A comprehensive quality model for Linked Data

Tracking #: 1247-2459

Filip Radulovic
Nandana Mihindukulasooriya
Raúl García-Castro
Asunción Gómez-Pérez

Responsible editor: 
Guest Editors Quality Management of Semantic Web Assets

Submission type: 
Full Paper
With the increased amount of Linked Data published on the Web, the community has recognised the importance of the quality of such data and a number of initiatives have been undertaken to specify and evaluate Linked Data quality. However, these initiatives are characterised by a high diversity in terms of the quality aspects that they address and measure. This leads to difficulties in comparing and benchmarking evaluation results, as well as in selecting the right data source according to certain quality needs. This paper presents a quality model for Linked Data, which provides a unique terminology and reference for Linked Data quality specification and evaluation. The mentioned quality model specifies a set of quality characteristics and quality measures related to Linked Data, together with formulas for the calculation of measures. Furthermore, this paper also presents an extension of the W3C Data Quality Vocabulary that can be used to capture quality information specific to Linked Data, a Linked Data representation of the Linked Data quality model, and a use case in which the benefits of the quality model proposed in this paper are presented in a tool for Linked Data evaluation.
Full PDF Version: 

Major Revision

Solicited Reviews:
Click to Expand/Collapse
Review #1
By Jeremy Debattista submitted on 26/Jan/2016
Major Revision
Review Comment:

In this paper, the authors present a quality model for Linked Data based on the ISO 25012 data quality model, and formalise a classification of different quality measures. They also extend a W3C Data Quality Vocabulary (DQV) in order to serve the proposed quality model better. The proposed model was implemented in a tool used to evaluate Linked Data.

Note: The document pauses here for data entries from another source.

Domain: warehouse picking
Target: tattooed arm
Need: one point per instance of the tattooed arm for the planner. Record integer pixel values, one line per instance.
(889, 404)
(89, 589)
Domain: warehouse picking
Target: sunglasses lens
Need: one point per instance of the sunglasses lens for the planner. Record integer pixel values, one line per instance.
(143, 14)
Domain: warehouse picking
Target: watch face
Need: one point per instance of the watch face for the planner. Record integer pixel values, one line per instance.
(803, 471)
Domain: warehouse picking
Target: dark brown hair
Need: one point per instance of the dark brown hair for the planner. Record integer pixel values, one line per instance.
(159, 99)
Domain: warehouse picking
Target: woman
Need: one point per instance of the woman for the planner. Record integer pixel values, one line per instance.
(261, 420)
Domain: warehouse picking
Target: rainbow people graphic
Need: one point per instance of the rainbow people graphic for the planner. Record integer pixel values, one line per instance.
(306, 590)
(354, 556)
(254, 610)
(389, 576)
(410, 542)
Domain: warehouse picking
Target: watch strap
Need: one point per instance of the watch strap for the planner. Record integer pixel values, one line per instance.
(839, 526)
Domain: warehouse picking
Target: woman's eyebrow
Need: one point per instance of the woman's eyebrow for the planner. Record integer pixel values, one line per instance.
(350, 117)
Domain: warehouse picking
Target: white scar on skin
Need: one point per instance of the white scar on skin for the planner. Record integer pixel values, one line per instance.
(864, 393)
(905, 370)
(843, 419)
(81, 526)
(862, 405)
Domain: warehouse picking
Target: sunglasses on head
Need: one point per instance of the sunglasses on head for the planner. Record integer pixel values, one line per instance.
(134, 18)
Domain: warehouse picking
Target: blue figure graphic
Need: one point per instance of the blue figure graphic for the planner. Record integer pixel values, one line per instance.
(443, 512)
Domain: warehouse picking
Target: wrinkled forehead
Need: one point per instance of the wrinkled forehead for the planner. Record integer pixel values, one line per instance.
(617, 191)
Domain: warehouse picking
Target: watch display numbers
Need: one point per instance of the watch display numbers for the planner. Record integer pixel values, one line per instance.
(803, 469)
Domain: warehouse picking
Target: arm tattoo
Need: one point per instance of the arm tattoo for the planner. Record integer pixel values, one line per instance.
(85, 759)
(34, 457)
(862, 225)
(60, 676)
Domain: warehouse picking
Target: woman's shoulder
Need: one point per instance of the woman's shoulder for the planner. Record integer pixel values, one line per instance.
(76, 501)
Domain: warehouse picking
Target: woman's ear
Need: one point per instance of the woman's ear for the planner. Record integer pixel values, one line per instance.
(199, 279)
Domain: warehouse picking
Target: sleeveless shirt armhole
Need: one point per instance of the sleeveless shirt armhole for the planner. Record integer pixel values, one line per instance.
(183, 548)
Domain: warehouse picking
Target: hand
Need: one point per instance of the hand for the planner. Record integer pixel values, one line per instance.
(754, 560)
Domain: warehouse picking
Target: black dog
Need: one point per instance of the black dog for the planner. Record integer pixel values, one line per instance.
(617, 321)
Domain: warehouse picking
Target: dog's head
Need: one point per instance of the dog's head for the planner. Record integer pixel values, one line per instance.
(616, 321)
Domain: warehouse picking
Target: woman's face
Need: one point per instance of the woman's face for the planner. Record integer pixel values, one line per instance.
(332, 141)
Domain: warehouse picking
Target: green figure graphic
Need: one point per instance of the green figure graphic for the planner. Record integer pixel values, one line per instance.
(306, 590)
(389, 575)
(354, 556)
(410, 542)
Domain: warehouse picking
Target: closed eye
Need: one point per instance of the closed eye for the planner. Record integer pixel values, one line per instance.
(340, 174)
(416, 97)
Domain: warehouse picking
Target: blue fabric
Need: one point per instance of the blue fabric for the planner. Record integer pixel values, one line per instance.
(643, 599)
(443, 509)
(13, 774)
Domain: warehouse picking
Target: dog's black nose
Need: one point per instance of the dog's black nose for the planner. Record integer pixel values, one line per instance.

On the whole the paper is well written with some small typos which can easily be fixed.

=== Section 2 ===
In the related work section, I would have expected more research about current quality models such as the W3C Data Quality Vocabulary, daQ or Fürber’s work [1] - all of which were mentioned in Section 4.2. I would rename the section to Preliminaries, rather than Related Work, as what was described helps the reader to understand the rest of the paper better. I was a bit confused with the phrase “To the best of our knowledge, there is no clearly defined quality model for Linked Data”. I disagree with this statement as quality models (or better meta-models) for Linked Data have been described in DQV and daQ. If the authors’ idea of quality model refers to the idea of having a taxonomy with a number of quality measures that can be reused, then I do not agree about the “clearly defined” part, as quality measures can be recommended but others can have different perspectives of the same measures. Therefore, my understanding of “quality model” is a conceptual meta-model that enables the description of quality related information regarding some aspect of Linked Data.

=== Section 3 ===
In this section, the authors present a quality model for Linked Data, adopting the ISO terminology. The separation of the Linked Data aspects is interesting, though this seems to be similar to the categories defined in Zaveri et al [2]. The difference between the two aspects’ categorisation is that in this paper, the authors distinguish between data quality characteristics and infrastructure quality characteristics. I don’t consider the serialisation aspect as part of the inherent group, but it is more suited in the infrastructure group. The serialisation per se does not really affect the data characteristics, but it does affect other issues related to infrastructure for example lack of interoperability, syntactic errors etc. The base and derived measures were well explained though it would have been better if the authors identified their real contributions (against referenced work in [2]) explicitly. This section seems to be an extended version of a number of metrics defined in [2] with more details, and with an additional mapping to the ISO quality model.

=== Section 4 ===
In this section, the authors present a conceptual hierarchical model for the LD quality model and extensions to the DQV model. In the conceptual model, the authors show how quality should be represented. This looks a lot like DQV and daQ. Following a closer look into the proposed model, I found out that some introduced concepts and properties were unnecessary. For example, why is a ranking function required in a metric? Ranking should be separated from the metric itself, as it is finally the consumers (or whoever wants to explore quality models) who decides how to rank different LD aspects. The “Granularity” concept is also unnecessary, as the dqv:QualityMeasure is equivalent to daq:Observation which has the “computedOn” property which seems to cover any assessed resource. On the other hand, extensions related to the semantics of a metric such as the automation level, and the expected duration (although this can differ between different machines and what is being assessed) are really useful.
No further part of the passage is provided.